The SEC filed this civil enforcement action in the District Court on March 13, 1998 alleging violations of the registration and antifraud provisions of the federal securities laws. Defendants included the alleged ringleaders of the scheme (Cavanagh, Nicolois, and USM), as well as members of Curbstone management whose negligence was essential to the scheme’s success (Chachas, Brooksbank, Hantges, and Franklin), and several “relief defendants,”7 principally recipients of gratuitous EOSC stock. The SEC sought disgorgement of the EOSC stock in question and all proceeds from sales of that stock.8 On the SEC’s motion, the District Court entered a preliminary injunction on April 20, 1998 prohibiting further trading of EOSC stock, enjoining defendants from future violations of federal securities laws, and freezing the assets of defendants and relief defendants to the extent of their profits from trading in EOSC stock. See Cavanagh I, 1 F.Supp.2d at 386-87. We affirmed the preliminary injunction on appeal. Cavanagh II, 155 F.3d at 131. Thereafter the SEC moved for summary judgment. In a comprehensive opinion dated July 15, 2004, the District Court granted the SEC’s motion. Cavanagh III, 2004 WL 1594818, at *1.

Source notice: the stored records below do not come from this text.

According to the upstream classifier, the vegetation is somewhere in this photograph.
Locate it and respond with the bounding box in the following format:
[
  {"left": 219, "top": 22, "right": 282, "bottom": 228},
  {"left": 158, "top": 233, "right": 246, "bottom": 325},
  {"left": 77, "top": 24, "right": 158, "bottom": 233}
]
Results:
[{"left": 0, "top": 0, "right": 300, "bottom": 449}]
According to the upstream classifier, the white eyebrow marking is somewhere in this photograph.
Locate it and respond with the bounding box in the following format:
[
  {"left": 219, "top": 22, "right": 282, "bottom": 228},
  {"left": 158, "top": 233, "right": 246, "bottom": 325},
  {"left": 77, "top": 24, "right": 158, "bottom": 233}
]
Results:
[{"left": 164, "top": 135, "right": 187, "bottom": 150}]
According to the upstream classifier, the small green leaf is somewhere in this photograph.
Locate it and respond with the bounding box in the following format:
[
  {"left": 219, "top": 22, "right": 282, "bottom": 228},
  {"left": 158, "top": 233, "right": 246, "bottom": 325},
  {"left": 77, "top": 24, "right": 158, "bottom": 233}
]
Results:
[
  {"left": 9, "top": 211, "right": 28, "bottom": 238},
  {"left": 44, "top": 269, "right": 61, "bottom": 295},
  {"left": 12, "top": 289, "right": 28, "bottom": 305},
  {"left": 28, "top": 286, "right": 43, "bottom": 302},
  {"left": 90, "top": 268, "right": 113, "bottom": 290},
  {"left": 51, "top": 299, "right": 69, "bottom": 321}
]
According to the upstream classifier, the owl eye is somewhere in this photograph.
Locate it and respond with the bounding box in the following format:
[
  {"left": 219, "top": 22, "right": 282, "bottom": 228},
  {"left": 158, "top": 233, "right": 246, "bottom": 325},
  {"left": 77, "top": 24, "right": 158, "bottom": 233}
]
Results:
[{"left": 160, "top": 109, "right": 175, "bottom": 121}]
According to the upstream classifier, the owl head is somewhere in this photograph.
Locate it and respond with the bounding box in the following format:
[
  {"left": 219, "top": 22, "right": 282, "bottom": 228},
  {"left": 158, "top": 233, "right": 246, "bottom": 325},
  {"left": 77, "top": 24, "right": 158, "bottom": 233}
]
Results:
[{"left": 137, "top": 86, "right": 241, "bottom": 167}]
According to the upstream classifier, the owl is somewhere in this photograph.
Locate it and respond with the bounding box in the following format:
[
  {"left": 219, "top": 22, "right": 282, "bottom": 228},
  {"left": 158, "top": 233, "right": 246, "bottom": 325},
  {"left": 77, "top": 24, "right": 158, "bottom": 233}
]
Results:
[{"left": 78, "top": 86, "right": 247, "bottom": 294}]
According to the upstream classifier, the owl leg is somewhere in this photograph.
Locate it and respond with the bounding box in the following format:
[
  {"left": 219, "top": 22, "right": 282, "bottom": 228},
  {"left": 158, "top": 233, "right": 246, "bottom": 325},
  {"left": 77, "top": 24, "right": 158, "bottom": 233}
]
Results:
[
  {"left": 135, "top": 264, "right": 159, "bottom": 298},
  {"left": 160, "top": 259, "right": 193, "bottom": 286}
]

The District Court found that Cavanagh, Nicolois, and USM violated antifraud and registration requirements of securities laws — namely Sections 5(a), 5(c), and 17(a) of the Securities Act of 1933 (“1933 Act”), 15 U.S.C. §§ 77e(a), e(c), q(a), and Section 10(b) of the Securities Exchange Act of 1934,15 U.S.C. § 78j(b) — and permanently enjoined them from further violations.